Medicaid semble donc être d’un excellent rapport qualité-prix! Les personnes en bonne santé ont sûrement tendance à se montrer plus optimistes dans la vie. Mais la couverture sociale apaise aussi les inquiétudes sur le plan financier liées au fait de ne pas être assuré aux Etats-Unis (la crainte de se retrouver dans une situation financière catastrophique à cause d’un coup dur). Selon l’étude, 40% des bénéficiaires de Medicaid sont moins enclins à lésiner sur d’autres obligations financières à cause de leurs frais médicaux et même ceux qui n’ont jamais eu de problèmes de santé ont tendance à être moins inquiets par de telles éventualités.

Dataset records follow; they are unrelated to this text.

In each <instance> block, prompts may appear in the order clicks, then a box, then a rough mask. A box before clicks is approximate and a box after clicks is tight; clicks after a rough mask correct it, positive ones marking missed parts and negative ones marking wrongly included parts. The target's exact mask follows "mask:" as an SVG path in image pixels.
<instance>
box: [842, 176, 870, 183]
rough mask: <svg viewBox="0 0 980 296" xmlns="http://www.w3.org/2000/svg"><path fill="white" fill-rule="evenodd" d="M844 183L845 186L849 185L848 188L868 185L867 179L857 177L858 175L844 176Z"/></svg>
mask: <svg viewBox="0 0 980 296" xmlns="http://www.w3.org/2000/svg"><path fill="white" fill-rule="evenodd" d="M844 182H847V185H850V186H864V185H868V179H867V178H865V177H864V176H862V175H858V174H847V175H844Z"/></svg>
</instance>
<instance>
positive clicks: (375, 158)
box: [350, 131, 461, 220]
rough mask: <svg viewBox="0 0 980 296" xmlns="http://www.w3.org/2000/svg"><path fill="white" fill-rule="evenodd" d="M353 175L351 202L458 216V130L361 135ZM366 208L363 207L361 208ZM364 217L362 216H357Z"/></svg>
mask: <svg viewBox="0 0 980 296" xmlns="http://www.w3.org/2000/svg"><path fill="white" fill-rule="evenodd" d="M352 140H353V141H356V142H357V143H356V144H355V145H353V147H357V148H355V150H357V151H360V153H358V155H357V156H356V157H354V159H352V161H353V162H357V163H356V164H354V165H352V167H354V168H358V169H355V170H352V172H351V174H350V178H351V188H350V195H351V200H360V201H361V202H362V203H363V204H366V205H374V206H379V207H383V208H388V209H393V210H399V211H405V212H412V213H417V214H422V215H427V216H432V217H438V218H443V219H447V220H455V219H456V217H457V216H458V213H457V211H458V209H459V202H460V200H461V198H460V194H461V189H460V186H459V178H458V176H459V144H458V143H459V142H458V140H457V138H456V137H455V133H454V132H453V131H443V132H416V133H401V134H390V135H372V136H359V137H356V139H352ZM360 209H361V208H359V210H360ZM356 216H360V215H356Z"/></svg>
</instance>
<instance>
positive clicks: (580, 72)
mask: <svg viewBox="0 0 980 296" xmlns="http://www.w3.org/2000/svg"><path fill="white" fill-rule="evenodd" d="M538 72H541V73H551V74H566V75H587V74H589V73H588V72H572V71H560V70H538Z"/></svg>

Extrapoler à partir d’une étude menée sur une seule année et concernant 10.000 bénéficiaires dans l’Oregon à la réforme de la santé en général a ses limites. Si des millions d’Américains pauvres bénéficiaient de Medicaid du jour au lendemain, le système pourrait être saturé.

Et si le programme a d’éventuels effets à long terme qui ne peuvent être observés dans le cadre d’une étude sur une année, il est également possible que les avantages de Medicaid s’atténuent avec le temps. Une fois que les personnes se seront habituées à leur nouvelle situation d’assuré, leur sentiment de satisfaction et de bien-être pourrait, par exemple, disparaître rapidement. Nous en saurons plus sur ces effets à long terme grâce aux observations des chercheurs faites sur les participants au tirage au sort dans les années à venir. Ces derniers collectent également des informations sur des données physiologiques telles que le taux de cholestérol et la tension artérielle pour mesurer de façon plus objective le bien-être des participants.

A l’heure actuelle, cette étude représente néanmoins la meilleure indication dont nous disposons. Selon ses conclusions, Medicaid semble être un système peu coûteux pour que les Américains aillent mieux et les objectifs du Affordable Care Act semblent valoir la peine de se battre pour les mettre en pratique.